| 11 Giugno 2026 11:02 |
5 minuti per la lettura
(Adnkronos) – “Stiamo lavorando a tre cerimonie inaugurali dei Mondiali, oltre a quella della finale. La prima si terrà a Città del Messico oggi, giovedì 11 giugno. Le altre due avranno luogo il 12 giugno a Los Angeles e Toronto. Organizzare tre eventi così ravvicinati è una sfida enorme. Nel calcio non puoi solo mettere piede in uno stadio e trasformarlo a tuo piacimento.

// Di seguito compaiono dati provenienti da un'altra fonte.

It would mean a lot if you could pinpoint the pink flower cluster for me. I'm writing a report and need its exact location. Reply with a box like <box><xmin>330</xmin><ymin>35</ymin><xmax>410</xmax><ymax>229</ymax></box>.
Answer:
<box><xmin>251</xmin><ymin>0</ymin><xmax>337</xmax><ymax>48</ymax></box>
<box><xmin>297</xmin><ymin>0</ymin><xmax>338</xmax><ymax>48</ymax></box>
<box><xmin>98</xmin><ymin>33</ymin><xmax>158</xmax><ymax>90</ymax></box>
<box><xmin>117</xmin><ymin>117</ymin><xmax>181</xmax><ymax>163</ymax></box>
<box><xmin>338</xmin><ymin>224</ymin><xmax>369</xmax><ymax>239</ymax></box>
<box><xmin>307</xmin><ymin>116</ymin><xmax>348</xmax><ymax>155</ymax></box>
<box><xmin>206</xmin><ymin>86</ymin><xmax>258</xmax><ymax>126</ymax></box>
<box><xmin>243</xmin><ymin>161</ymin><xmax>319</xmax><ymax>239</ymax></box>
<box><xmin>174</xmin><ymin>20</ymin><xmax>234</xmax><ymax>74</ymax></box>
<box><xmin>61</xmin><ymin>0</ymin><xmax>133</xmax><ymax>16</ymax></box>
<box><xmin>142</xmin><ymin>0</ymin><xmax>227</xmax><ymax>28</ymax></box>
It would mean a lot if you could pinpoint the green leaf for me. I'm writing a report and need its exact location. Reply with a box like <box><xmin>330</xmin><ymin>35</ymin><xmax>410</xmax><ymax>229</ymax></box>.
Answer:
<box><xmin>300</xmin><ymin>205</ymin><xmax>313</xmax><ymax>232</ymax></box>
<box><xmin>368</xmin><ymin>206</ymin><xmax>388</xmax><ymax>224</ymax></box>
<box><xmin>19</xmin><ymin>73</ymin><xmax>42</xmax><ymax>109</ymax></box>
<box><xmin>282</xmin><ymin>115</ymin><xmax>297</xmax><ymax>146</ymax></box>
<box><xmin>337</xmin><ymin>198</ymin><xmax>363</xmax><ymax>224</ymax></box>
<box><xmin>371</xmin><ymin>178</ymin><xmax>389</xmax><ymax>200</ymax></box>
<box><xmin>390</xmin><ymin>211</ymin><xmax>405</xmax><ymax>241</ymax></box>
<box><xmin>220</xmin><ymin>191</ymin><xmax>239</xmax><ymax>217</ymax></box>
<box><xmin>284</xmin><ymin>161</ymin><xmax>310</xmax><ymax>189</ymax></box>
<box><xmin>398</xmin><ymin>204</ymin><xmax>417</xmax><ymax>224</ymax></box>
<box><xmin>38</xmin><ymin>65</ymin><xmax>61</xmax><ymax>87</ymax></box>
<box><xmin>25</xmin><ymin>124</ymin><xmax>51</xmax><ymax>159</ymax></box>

Devi creare qualcosa che emozioni il pubblico, entrando in scena per uscirne presto, senza interferire con il campo. La grande protagonista è e resta la partita”. Marco Balich, direttore creativo della cerimonia inaugurale della Coppa del Mondo 2026, ci accoglie nel suo futuristico studio al centro di Milano e racconta così l’idea del grande spettacolo all’Adnkronos.
Insieme a Carlo Ancelotti, Vincenzo Montella e Fabio Cannavaro, ct di Brasile, Turchia e Uzbekistan, sarà uno dei pochi italiani ‘in campo’ nei Mondiali: “È la seconda volta che organizziamo le cerimonie di apertura del torneo e, purtroppo, è anche la seconda volta senza l’Italia in campo. È un grande dispiacere, spero davvero che la Nazionale riesca a tornare presto ai suoi livelli”.
La Fifa ha puntato sul team di Balich per un approccio più narrativo e istituzionale, tenendo presente anche l’esperienza recente delle grandi cerimonie internazionali. “Il presidente Gianni Infantino ha assistito alla cerimonia olimpica di Milano Cortina 2026 a San Siro e, pochi giorni dopo, si è goduto l’halftime show del Super Bowl. Alla fine ci ha chiamati e ha espresso con chiarezza un concetto. C’è differenza sostanziale tra una serie di esibizioni musicali e una vera cerimonia. Da Katy Perry e Shakira a Michael Bublé, gli artisti e le celebrità ci saranno, ma ci sarà pure un racconto più ampio capace di celebrare la Federazione, il calcio e lo sport come fenomeno culturale e sociale”.